500th post! [smiley=mexicanwave.gif]

Whats with the strap holding the bonnet down while open?

Those seats look insane!! :twisted: :twisted: :twisted:

What do you do with the front number plate as its a daily driver? :?


----------



## vfunk (Dec 28, 2006)

prt225TT said:


> 500th post! [smiley=mexicanwave.gif]
> 
> Whats with the strap holding the bonnet down while open?
> 
> ...


The strap was just on for the show to hold the bonnet into a position. Its removed before driving..

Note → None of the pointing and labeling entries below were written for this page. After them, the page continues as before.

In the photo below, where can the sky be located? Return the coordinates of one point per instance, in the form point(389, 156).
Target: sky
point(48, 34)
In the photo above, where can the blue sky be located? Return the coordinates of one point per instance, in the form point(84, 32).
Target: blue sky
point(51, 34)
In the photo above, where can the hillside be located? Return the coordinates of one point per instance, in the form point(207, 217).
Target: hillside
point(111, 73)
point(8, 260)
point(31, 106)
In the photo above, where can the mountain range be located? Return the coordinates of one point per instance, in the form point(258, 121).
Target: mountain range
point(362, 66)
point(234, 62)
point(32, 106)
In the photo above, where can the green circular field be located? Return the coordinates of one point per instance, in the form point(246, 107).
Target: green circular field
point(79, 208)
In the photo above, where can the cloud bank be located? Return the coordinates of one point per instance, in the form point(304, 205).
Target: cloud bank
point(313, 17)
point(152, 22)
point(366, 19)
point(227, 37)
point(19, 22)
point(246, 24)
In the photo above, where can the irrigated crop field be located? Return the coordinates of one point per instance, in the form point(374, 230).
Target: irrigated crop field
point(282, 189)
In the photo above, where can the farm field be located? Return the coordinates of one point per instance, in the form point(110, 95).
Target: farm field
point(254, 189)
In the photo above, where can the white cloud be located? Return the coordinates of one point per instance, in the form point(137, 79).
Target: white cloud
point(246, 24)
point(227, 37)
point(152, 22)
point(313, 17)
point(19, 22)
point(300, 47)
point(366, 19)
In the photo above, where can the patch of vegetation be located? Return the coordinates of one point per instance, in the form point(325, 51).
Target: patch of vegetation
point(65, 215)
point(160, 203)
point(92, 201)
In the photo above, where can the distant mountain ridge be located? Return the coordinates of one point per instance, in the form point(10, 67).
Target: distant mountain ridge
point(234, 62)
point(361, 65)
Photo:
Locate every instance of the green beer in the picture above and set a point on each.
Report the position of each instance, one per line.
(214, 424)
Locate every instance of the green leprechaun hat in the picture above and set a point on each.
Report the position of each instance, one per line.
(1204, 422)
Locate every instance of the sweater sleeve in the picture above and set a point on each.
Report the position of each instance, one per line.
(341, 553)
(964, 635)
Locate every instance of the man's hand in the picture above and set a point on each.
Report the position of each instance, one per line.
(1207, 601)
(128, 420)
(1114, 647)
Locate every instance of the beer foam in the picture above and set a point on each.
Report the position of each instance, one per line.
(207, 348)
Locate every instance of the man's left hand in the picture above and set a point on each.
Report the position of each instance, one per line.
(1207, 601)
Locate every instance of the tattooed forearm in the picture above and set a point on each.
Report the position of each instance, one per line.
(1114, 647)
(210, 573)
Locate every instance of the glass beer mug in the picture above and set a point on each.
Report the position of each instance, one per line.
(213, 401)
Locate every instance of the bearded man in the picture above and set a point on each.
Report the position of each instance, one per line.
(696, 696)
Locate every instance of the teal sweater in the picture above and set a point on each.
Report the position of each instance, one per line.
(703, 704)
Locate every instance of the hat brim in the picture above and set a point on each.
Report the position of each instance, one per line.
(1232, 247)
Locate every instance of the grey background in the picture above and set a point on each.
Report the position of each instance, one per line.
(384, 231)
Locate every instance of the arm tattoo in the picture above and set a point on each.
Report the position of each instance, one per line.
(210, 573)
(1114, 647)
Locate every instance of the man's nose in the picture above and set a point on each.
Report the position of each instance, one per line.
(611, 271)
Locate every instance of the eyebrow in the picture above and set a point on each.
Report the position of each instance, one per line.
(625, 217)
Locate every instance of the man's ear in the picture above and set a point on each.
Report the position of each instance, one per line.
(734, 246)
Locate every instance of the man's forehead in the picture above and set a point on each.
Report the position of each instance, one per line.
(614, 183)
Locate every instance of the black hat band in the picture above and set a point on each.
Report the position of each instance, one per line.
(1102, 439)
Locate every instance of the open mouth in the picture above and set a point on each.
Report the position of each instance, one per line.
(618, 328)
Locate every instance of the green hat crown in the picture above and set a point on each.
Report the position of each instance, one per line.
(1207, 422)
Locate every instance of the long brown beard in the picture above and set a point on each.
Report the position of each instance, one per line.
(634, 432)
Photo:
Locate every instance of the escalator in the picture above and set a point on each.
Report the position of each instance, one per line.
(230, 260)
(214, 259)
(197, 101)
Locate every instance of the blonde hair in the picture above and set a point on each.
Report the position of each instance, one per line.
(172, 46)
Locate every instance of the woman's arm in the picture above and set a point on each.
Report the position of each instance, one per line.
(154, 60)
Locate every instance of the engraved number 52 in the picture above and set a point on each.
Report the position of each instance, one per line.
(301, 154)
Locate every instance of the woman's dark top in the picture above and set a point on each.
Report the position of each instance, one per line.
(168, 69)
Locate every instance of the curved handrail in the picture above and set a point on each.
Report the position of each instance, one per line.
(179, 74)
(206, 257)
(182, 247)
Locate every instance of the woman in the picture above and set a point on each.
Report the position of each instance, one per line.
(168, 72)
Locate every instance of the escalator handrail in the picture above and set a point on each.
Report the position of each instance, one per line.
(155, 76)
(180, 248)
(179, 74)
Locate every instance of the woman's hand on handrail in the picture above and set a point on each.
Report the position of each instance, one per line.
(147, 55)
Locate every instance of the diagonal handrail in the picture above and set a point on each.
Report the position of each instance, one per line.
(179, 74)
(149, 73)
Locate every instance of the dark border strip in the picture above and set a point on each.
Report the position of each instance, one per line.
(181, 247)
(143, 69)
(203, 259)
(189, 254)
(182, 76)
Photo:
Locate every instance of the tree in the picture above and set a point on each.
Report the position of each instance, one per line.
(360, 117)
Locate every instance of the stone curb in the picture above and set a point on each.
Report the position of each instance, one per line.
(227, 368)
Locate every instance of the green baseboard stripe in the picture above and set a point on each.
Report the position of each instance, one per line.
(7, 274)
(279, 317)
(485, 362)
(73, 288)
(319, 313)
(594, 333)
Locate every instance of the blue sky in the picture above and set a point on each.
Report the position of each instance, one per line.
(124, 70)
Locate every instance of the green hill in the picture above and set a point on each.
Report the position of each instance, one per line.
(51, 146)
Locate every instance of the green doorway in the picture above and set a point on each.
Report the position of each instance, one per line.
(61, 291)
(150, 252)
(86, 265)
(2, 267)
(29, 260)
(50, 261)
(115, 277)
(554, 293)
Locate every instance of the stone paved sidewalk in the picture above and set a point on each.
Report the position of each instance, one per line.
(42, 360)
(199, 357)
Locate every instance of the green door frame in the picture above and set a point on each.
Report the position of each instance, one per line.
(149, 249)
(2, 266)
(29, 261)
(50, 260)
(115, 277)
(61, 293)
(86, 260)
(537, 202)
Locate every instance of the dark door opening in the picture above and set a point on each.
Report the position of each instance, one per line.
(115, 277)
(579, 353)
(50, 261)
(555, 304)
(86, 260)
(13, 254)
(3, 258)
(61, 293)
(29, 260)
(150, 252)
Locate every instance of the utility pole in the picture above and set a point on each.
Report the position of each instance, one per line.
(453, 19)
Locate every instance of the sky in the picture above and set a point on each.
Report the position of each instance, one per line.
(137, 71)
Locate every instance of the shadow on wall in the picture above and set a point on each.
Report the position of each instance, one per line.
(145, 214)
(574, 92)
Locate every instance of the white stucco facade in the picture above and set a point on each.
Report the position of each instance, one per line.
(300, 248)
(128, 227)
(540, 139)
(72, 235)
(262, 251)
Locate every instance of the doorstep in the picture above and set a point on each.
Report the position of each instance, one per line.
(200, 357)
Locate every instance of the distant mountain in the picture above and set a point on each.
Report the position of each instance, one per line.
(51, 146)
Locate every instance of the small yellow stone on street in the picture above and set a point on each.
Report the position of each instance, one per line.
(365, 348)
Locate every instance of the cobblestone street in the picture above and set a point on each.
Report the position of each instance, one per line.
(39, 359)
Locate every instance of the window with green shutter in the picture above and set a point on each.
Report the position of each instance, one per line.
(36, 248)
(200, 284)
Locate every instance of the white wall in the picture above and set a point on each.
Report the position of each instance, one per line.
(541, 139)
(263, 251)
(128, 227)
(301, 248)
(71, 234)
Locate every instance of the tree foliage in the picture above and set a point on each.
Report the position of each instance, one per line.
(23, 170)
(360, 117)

Front number plate fits onto the mesh in the lower section of the bumper.


----------



## prt225TT (May 7, 2007)

How much did the seats set you back? I'm sitting down... :wink:


----------



## vfunk (Dec 28, 2006)

This months a far nicer set of pictures and write up...


----------



## Leon (Jun 24, 2007)

vfunk said:


> This months a far nicer set of pictures and write up...
> 
> Darren, how is that nice young beardless chap that "works" for you?? lol!


----------



## ElegantSpoon.Co.Uk (Feb 4, 2007)

Anymore of those pictures in higher ress?? Looking fantastic!! 8)


----------



## vfunk (Dec 28, 2006)

Im just uploading a few now, There's some fantastic pictures there if i say so my self


----------



## vfunk (Dec 28, 2006)

A few more pictures for you -

Klassic TT - Shoot for Golf+


----------



## RenZo (Feb 14, 2006)

great pics... love it!


----------



## ElegantSpoon.Co.Uk (Feb 4, 2007)

Amazing pictures!!!

Have you got any of the max power ones?


----------



## bristewart (Jul 31, 2006)

Some awesome pics in that photo shoot [smiley=dude.gif]


----------



## vfunk (Dec 28, 2006)

Now sold... Thanks for all the help Guys..


----------



## GsTTar (Feb 14, 2007)

Aw Really?

:evil: :evil: So what's next? :evil: :evil:


----------



## Beltway (Jan 5, 2008)

Well done!

What's with the flux capacitor in the trunk (boot)?


----------



## rustyintegrale (Oct 1, 2006)

vfunk said:


> A few more pictures for you -
> 
> Klassic TT - Shoot for Golf+


That is a blinding image! Where were these shot?

Cheers

Rich


----------